Thanks for response dabayliss,

I am just going to attempt to clarify the spec for you because while the code you have put up is useful, it is not what I need to do.

To start at the beginning I have a set of patient data that concerns a type of cancer. This data contains not personal or identification information, but it contains relevant medical data like size of tumor, how defined the tumor was, what stage cancer it was and so on and so forth.

To get what I need out of this there are several steps.
1) I need to group the patients by the information that I wish to compare whether it be the size of the tumor or the stage of the cancer the patient was in, some other piece of information that is is the file or some combination of information so I can look at refined data sets for step 2.

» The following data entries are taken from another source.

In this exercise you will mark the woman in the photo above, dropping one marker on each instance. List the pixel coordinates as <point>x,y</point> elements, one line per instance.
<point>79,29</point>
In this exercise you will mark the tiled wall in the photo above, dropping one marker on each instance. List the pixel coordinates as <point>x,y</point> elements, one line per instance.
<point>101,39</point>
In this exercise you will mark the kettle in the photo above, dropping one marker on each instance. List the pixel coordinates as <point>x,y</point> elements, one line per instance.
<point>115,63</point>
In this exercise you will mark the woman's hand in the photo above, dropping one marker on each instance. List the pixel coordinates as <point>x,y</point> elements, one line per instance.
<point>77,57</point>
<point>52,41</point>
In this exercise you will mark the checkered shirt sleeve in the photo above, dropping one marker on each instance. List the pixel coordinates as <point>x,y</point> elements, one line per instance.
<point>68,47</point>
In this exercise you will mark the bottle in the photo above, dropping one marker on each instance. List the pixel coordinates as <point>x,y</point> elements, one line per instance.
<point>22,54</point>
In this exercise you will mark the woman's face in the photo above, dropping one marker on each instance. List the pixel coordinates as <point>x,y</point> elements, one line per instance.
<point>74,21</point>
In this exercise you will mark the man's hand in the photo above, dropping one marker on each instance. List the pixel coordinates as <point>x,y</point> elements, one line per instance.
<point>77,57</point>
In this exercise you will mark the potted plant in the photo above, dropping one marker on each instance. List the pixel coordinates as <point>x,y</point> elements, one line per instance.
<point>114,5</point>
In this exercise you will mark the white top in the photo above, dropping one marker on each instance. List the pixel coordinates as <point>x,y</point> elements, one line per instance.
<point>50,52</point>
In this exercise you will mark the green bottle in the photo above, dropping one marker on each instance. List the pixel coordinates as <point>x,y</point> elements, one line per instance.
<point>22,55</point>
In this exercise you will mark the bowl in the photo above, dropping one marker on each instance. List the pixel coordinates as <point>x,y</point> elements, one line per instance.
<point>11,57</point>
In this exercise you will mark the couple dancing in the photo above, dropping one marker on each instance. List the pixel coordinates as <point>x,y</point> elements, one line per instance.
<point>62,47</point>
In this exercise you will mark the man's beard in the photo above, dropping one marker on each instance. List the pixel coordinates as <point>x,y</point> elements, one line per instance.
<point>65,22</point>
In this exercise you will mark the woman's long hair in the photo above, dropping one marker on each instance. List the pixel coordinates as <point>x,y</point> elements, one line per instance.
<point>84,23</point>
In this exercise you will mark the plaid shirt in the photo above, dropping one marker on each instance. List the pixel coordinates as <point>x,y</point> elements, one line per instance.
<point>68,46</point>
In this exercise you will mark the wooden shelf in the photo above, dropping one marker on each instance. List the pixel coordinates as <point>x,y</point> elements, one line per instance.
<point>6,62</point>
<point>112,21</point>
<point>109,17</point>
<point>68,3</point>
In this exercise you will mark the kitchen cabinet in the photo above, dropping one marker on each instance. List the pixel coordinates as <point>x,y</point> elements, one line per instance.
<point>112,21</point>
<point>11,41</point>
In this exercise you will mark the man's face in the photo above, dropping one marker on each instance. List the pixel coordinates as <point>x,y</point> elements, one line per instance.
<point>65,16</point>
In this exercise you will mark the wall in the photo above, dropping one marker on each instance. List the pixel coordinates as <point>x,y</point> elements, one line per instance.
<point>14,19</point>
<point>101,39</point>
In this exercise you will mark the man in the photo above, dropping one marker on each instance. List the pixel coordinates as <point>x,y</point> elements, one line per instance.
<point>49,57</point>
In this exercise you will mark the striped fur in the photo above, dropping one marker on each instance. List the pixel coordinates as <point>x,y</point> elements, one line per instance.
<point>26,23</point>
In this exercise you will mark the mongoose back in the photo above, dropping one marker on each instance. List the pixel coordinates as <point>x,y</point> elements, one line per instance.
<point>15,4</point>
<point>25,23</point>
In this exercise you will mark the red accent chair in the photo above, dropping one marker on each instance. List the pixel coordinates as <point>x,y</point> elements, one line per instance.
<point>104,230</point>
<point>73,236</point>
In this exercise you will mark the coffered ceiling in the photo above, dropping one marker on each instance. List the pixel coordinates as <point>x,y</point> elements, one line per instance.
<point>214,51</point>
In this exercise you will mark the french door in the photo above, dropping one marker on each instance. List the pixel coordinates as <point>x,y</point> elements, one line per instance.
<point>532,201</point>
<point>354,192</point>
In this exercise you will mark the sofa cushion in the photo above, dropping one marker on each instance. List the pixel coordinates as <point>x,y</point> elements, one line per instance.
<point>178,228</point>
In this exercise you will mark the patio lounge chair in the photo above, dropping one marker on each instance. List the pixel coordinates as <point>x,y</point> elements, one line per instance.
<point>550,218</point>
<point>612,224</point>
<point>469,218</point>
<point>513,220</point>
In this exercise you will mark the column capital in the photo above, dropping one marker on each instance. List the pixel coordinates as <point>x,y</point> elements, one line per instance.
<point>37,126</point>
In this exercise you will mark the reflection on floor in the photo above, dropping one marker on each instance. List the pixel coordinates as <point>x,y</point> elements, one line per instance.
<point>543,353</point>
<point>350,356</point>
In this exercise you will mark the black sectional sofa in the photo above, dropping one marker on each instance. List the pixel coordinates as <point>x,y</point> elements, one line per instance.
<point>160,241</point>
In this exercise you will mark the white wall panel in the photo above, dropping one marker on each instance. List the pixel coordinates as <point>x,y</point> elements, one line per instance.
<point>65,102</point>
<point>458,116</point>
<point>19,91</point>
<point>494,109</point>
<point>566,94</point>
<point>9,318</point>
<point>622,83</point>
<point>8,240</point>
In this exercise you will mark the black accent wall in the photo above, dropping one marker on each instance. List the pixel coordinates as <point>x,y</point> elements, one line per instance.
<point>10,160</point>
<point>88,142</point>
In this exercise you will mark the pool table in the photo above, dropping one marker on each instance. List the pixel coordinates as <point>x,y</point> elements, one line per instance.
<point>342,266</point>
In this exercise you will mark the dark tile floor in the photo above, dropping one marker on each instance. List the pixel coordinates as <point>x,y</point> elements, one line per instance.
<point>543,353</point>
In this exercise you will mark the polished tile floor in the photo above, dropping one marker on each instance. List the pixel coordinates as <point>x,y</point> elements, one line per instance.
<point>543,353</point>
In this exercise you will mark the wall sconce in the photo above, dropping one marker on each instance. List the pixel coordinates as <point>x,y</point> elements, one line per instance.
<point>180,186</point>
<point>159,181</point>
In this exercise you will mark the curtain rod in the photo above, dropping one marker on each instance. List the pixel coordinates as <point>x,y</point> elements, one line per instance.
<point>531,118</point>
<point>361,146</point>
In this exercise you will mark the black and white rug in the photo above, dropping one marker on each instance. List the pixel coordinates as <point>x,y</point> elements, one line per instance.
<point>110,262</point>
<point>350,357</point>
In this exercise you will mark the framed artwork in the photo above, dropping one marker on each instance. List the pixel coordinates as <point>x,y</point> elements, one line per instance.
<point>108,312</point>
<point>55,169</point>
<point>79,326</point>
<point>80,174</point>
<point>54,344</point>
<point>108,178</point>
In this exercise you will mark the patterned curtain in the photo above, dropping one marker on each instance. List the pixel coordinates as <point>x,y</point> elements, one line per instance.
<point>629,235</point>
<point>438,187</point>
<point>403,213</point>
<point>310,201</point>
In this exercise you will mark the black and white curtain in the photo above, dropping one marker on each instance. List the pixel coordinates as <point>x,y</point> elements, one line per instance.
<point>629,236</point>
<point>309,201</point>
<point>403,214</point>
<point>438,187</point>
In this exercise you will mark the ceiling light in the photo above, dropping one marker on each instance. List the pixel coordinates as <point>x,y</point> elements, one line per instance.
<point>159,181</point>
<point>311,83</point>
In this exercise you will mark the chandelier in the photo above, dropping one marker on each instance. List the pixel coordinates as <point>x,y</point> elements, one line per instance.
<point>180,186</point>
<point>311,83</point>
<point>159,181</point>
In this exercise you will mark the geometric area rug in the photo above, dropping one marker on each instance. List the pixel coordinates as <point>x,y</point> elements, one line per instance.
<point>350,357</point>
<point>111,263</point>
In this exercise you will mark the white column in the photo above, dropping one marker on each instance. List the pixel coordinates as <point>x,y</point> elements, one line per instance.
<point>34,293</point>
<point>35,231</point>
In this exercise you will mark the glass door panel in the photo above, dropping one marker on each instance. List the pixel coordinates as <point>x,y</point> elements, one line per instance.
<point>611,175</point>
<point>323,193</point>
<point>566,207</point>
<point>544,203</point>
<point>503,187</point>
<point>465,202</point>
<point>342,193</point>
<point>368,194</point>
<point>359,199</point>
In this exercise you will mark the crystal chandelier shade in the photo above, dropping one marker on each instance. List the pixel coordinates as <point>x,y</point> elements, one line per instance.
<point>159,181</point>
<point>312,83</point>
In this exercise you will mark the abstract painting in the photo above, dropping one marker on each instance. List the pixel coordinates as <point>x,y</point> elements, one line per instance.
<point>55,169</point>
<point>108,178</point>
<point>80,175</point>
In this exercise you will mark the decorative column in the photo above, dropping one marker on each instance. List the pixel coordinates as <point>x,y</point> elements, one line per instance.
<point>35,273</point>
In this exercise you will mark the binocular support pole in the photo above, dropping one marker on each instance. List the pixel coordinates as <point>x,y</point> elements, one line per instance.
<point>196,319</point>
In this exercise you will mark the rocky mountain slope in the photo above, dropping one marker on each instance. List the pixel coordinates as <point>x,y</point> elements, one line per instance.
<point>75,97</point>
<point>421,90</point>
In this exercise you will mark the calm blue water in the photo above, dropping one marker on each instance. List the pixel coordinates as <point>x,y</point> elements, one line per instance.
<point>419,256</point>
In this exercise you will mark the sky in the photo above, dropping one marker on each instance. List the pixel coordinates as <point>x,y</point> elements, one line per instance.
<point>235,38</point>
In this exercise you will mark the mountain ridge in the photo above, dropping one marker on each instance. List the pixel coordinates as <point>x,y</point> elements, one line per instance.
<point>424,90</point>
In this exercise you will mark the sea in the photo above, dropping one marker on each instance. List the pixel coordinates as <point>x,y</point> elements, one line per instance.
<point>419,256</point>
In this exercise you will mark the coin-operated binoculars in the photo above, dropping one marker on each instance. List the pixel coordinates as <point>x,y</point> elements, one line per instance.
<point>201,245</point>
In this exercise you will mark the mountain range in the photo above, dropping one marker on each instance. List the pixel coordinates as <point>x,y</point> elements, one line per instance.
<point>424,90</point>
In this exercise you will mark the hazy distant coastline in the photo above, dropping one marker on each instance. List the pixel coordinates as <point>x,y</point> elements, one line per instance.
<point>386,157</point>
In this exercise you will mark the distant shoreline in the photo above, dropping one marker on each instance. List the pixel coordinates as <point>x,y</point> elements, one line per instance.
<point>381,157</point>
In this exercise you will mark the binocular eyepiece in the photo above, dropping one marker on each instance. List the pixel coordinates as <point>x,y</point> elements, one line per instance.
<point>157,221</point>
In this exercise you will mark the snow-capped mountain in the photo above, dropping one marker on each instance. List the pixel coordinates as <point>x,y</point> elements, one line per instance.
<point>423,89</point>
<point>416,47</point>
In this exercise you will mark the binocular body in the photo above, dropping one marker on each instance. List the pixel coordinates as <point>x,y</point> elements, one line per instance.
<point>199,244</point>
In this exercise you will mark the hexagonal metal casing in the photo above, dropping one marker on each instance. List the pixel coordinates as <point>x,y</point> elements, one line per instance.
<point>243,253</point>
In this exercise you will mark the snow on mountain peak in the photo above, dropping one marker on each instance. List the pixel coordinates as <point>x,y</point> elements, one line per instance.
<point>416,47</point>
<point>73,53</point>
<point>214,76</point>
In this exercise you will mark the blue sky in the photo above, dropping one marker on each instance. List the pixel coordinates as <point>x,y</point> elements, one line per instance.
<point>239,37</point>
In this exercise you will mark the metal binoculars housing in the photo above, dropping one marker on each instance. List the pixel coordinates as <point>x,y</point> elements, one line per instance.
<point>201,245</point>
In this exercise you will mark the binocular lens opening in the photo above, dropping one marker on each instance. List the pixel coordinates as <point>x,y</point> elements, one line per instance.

2) I need to compute the incidence rates and overall survival rate for each group I create in step 1. For more information I recommend looking up hazard ratio and survival rate on Wikipedia because those are the algorithms I need to implement for this step and I do not wish to make this post overly long

3) I need to compute the distance between the clusters so I can cluster them in a Hierarchical fashion so people can look at how closely relate two groups are and then look at how their survival rates and hazard ratios over time differ

4) This is more a problem for the future after I get steps 1-3 working but I need to figure out how to do this for arbitrarily amounts of unique patient groups.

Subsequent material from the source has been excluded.